Three new Raymond Carver stories discovered.

Published April 27, 1999 4:00PM (EDT)

In a victory of the minimalist over the Maxim-alist, Esquire magazine has turned up three unpublished Raymond Carver stories. Jay Woodruff, a senior editor at Esquire and a friend of Carver's widow, poet Tess Gallagher, told Salon Books that "Kindling" will appear in the magazine's summer fiction issue; "Vandals" and "Dreams" will follow at a later date.

Carver, a perfectionist who would rewrite his stories dozens of times, had left these three in various stages of revision, but none less polished than a fifth draft. Woodruff and Gallagher are confident that the stories have all the right Carver trappings and require only a little "housekeeping."

Woodruff met Carver only once, in 1986, when the future editor was a student at the Iowa Writers' Workshop; at that time he wrote a story about the author of "Will You Please Be Quiet, Please?" and "Cathedral" for the Christian Science Monitor. But as a fan of Gallagher's poetry, Woodruff worked with her on several projects after Carver's death in 1988 -- first for the University of Iowa Press and then at DoubleTake magazine, where he served as managing editor.

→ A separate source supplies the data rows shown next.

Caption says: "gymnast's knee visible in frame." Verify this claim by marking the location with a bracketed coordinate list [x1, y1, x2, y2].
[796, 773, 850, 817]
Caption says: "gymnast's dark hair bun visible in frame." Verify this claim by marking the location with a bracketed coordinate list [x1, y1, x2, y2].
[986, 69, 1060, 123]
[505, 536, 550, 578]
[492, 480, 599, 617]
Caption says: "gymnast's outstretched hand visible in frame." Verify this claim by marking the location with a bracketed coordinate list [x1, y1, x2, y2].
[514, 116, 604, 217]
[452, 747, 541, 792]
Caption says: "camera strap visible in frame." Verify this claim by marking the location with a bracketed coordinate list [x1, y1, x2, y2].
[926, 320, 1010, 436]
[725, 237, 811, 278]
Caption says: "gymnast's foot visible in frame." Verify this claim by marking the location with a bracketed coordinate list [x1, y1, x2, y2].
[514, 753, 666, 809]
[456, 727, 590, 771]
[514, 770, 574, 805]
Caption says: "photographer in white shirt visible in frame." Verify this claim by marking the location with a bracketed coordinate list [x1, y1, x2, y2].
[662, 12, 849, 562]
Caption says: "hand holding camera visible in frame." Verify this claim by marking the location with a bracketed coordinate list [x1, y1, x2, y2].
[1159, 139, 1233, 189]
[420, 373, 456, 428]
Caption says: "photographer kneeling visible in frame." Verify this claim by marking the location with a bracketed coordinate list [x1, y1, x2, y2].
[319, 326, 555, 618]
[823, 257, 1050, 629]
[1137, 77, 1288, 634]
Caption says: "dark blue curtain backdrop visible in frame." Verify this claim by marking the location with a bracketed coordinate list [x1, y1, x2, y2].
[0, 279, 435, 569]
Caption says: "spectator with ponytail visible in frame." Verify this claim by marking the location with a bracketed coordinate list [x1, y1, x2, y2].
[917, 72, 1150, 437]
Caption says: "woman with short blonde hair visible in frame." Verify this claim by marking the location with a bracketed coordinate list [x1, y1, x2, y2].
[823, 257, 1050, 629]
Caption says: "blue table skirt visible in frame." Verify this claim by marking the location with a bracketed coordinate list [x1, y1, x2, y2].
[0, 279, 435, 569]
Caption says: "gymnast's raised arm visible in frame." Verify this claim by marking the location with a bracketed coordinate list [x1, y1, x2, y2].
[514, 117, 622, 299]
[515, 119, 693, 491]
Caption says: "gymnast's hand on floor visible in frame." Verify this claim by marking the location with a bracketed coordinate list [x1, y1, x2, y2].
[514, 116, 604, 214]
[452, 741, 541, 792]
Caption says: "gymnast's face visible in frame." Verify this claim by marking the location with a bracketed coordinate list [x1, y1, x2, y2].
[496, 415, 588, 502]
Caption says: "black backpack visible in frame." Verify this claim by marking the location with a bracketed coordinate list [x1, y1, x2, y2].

When Woodruff moved to Esquire last year, he suggested getting in touch with Gallagher and running something to commemorate the 10th anniversary of Carver's death. He didn't know what, exactly -- an unpublished fragment, perhaps. "I was wondering if it was just stupidity," Woodruff says. "But I called Tess and we talked about it. It occurred to us that we might be too late." All the same, a few months later Gallagher invited Woodruff to her and Carver's house in Port Angeles, Wash.

"She wanted to look through some of his old files," Woodruff remembers, "but she said that she wasn't ready yet. It was thrilling and terrifying -- a once-in-a-lifetime privilege." After rummaging through a drawer of notes, fragments and false starts, the two pretty much gave up on the idea of a "eureka!" file. "I felt discouraged," he says. "Many of the stories Tess and I found began well but fell off the cliff. But then, toward the end of the day, I heard her say, 'Oh!'"

There are now tentative plans for Knopf or Vintage to reissue the 1992 collection of unpublished Carver stories, "No Heroics, Please," with the three new stories and a new introduction. The stories' initial publication in Esquire will mark a homecoming for Carver, whose work editor Gordon Lish first published in the glossy in 1971. If, as Woodruff thinks, these are the last finished Carver pieces we are likely to see, we can at least be grateful for these small, good things.


By Craig Offman

Craig Offman is the New York correspondent for Salon Books.